WASHINGTON (CN) — Representatives Marjorie Taylor Greene and two other Republican members of Congress sued House Speaker Nancy Pelosi after receiving fines for breaching coronavirus-safety directives on mask wearing.
The federal complaint filed Tuesday in Washington comes a week after the House Ethics Committee rejected appeals from the three representatives over their $500 fines from refusing to wear a mask May 18-19.
Now, Greene, of Georgia, along with Thomas Massie of Kentucky and Ralph Norman of South Carolina claim that the 27th Amendment, which prevents Congress from changing lawmaker’s salaries in between elections, makes the fines unconstitutional.
“Nancy Pelosi did this by edict. There’s no law. She changed this rule on her own,” Massie said at a press conference announcing the lawsuit. “She did it unconstitutionally.”
Last year, House Democrats approved a rule allowing representatives to be fined $500 for their first offense and $2,500 for their next offense. Greene also received a $2,500 fine for her second violation.
Holding up a photo of the three maskless plaintiffs on the House Floor on May 18, Massie compared it to a maskless photo of Pelosi on the same day,
“This is on the same day in the same chamber,” Massie said. “She deducted money from our paychecks. Why? Because we did exactly what she did. Went in there without a mask on.”
Massie’s statement is not accurate as Pelosi entered the chamber wearing a mask, only removing it once at the podium to address lawmakers from a significant physical distance.
In court, the lawmakers are represented by the law firms Bruns Connell and Siri & Glimstad, of Cincinnati and New York, respectively, and by two solo practitioners, Christopher West of Crestview Hills, Kentucky, and John Garza, of Rockville, Maryland.
With a footnote to an article by The Hill that says something substantively different, the 24-page lawsuit claims that Pelosi allowed Covid-positive members to walk the hallways in the House so that they could vote for her to be elected speaker. But the cited article makes no mention of Covid-positive lawmakers, saying that House lawmakers “exposed” to the virus were given their own section to vote.
It is another assertion of the complaint that Pelosi only enforced the mask rule in televised areas, not committee hearing rooms and other meeting rooms.

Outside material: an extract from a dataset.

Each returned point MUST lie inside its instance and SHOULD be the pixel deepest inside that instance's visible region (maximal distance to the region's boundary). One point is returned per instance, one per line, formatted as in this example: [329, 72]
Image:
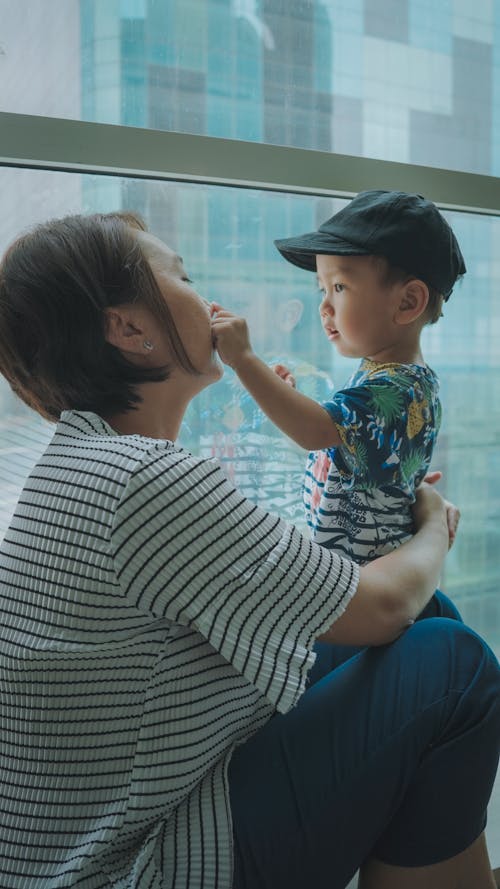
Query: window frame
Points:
[51, 143]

“The rule, therefore, appears to have been designed not for safety, but to compel symbolic speech regarding … masks and individual rights in the manner favored by the majority, and to compel that speech solely in an area designed to play to the television cameras that cover the Hall of the House,” the lawsuit states.
Greene, Massie and Norman claim that Democrats’ intent was to force Republicans to be instruments in fostering public adherence to an ideological viewpoint. This is why the plaintiffs say they marched into the House without masks: as a symbolic protest speech to show that mask wearing is “merely political theater” and that “one’s bodily integrity should be free from government control.”
What’s more, they claim that choosing not to wear a mask didn’t interfere with House proceedings, as evidenced by the fact that the House was not delayed or stopped at all on that day.
On June 11, House rules changed to allow all vaccinated people to remove their masks on the House floor.
“It is beyond me why we are mistreating people, segregating people, discriminating against people for masks and vaccines, which should be a choice,” Greene said at the press conference.
Norman is vaccinated, Massie is not as he has tested positive for coronavirus antibodies, and Greene won’t disclose her vaccination status, claiming that she shouldn’t be forced to reveal her private health information.